Literary resources of the morphosyntactic level

This section is directly linked to the special uses that a person or community give to language when communicating. Among the most common, we have:

1-Parallelism

This refers to how some people repeat structures when speaking. It is common in poetry. However, it also occurs in everyday life.

Examples

– I like it, I like it, I like that house.

– She has gone, she has moved away, she has become rain.

2-Antithesis

It refers to the presence of contrary concepts in the same sentence. It is also common in poetry. However, there are communities that present this type of literary device in their speech.
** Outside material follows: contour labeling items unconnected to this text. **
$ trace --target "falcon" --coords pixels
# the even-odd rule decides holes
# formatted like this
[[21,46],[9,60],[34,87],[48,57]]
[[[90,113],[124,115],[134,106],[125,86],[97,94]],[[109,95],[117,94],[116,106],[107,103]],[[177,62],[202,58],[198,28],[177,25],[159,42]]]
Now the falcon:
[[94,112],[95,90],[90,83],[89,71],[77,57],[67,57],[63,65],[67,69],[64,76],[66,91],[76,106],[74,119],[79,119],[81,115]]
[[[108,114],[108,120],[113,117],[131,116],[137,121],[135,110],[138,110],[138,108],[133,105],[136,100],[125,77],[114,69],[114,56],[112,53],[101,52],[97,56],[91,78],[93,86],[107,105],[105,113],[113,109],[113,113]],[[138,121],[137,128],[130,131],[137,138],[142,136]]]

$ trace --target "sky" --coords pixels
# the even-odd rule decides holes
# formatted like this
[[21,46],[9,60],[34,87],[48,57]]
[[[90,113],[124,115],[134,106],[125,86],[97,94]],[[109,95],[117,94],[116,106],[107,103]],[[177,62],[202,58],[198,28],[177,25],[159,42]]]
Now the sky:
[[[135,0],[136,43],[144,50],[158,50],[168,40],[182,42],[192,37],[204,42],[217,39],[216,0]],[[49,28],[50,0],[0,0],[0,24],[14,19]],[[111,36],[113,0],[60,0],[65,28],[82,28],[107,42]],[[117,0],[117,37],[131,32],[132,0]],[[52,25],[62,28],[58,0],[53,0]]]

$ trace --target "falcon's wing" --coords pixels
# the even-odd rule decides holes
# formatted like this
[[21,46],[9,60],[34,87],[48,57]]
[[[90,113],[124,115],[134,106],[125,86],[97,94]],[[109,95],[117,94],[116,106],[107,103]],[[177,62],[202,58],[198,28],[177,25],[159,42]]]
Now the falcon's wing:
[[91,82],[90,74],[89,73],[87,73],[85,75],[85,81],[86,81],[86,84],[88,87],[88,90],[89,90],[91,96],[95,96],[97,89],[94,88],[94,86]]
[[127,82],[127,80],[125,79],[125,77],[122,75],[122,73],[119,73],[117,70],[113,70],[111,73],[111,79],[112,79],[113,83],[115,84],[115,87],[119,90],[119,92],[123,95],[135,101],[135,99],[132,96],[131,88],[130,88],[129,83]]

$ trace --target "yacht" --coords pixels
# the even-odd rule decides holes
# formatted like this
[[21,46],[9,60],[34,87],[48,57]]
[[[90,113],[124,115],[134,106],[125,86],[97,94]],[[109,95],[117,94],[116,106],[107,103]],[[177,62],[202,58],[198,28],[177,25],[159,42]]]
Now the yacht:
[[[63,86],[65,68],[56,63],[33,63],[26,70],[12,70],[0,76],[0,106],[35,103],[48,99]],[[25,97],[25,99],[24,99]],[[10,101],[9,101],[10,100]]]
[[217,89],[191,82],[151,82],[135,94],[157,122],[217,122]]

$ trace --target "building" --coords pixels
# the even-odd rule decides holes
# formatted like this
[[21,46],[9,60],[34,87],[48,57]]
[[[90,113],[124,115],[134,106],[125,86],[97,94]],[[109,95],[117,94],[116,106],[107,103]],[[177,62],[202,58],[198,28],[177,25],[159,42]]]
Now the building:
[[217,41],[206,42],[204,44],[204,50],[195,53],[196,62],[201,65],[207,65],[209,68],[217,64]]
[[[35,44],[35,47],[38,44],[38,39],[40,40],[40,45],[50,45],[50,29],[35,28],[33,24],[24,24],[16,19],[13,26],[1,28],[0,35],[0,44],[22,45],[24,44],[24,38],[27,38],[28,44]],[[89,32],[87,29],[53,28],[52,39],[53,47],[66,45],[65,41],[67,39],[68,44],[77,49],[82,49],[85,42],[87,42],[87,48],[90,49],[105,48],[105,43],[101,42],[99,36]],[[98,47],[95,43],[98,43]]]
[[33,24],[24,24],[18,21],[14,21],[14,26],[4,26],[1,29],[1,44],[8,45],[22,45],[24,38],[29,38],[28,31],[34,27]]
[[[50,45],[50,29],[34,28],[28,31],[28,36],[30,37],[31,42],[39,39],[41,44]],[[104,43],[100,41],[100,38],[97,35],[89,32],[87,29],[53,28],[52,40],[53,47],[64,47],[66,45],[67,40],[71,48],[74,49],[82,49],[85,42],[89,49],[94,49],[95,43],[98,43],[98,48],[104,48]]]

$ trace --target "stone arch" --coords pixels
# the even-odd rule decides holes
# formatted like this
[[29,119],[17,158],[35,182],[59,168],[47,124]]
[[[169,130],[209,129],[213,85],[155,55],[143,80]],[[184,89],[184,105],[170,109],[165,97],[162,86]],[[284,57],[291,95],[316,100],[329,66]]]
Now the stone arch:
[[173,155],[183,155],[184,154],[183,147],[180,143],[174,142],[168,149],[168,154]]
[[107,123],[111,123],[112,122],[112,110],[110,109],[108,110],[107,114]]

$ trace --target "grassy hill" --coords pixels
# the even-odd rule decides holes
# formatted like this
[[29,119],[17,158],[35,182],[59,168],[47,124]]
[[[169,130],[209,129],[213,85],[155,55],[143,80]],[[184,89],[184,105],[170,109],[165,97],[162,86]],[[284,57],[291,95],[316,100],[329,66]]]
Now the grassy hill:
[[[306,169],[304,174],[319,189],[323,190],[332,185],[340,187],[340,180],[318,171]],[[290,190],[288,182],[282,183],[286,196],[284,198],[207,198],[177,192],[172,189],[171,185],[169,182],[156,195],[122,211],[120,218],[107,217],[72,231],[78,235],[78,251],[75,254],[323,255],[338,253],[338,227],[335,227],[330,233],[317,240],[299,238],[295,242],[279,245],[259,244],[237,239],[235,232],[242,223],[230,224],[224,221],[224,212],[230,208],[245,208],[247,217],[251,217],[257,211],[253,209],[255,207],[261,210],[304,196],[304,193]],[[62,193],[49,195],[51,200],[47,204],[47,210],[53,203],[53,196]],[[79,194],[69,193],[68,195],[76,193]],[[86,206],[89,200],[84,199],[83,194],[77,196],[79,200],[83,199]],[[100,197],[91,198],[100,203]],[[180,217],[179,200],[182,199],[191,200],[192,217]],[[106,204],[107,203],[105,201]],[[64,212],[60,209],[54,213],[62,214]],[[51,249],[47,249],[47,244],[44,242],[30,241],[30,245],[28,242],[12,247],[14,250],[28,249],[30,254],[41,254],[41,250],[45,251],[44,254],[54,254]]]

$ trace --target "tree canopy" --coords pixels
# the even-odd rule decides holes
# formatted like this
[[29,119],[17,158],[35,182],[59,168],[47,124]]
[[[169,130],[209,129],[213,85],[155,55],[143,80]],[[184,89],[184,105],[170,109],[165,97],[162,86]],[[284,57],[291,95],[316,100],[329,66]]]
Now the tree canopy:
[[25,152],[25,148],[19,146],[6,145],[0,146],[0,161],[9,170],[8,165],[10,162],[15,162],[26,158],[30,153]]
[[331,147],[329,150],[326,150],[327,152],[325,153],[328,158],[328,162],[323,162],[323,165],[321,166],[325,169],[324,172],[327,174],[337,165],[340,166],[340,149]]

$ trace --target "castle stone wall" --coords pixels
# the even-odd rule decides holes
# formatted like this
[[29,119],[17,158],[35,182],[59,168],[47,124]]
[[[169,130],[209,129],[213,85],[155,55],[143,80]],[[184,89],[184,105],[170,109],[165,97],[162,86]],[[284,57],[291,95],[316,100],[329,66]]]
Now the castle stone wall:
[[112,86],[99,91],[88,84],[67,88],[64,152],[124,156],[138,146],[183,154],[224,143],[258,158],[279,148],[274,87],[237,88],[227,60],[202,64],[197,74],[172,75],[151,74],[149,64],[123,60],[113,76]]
There is an interesting case in Venezuela. There, to say “a lot”, certain communities say “more little.” As will be understood, “little” is a determinant that indicates “low amount of something.” And “greater” is an adjective that indicates greatness. And yes, both words contradict each other. However, in several localities of Venezuela “more little” is understood as a lot.

Examples

– I come, I come, I stay still.

– Darkness and clarity, I want them.

3-Hyperbole

This resource is very common in the colloquial speech of the peoples worldwide. It is characterized by a notable exaggeration when communicating an idea or experience.

Examples

– The car was huge, bigger than the house.

– The plane flew low, almost touching the roof of the house.

4-Metaphor

This resource is characterized by the substitution of one word for another. It is given by a relationship of similarity that the person imagines or considers that these words have. It is widely used in poetry, but there are notable cases in colloquial speech. Morphosyntactic level general qualities

Examples

– Mary , my angel , your hands are soft handkerchiefs . (Angelic woman / delicate hands).

– That man is a mad bear . (Strong character).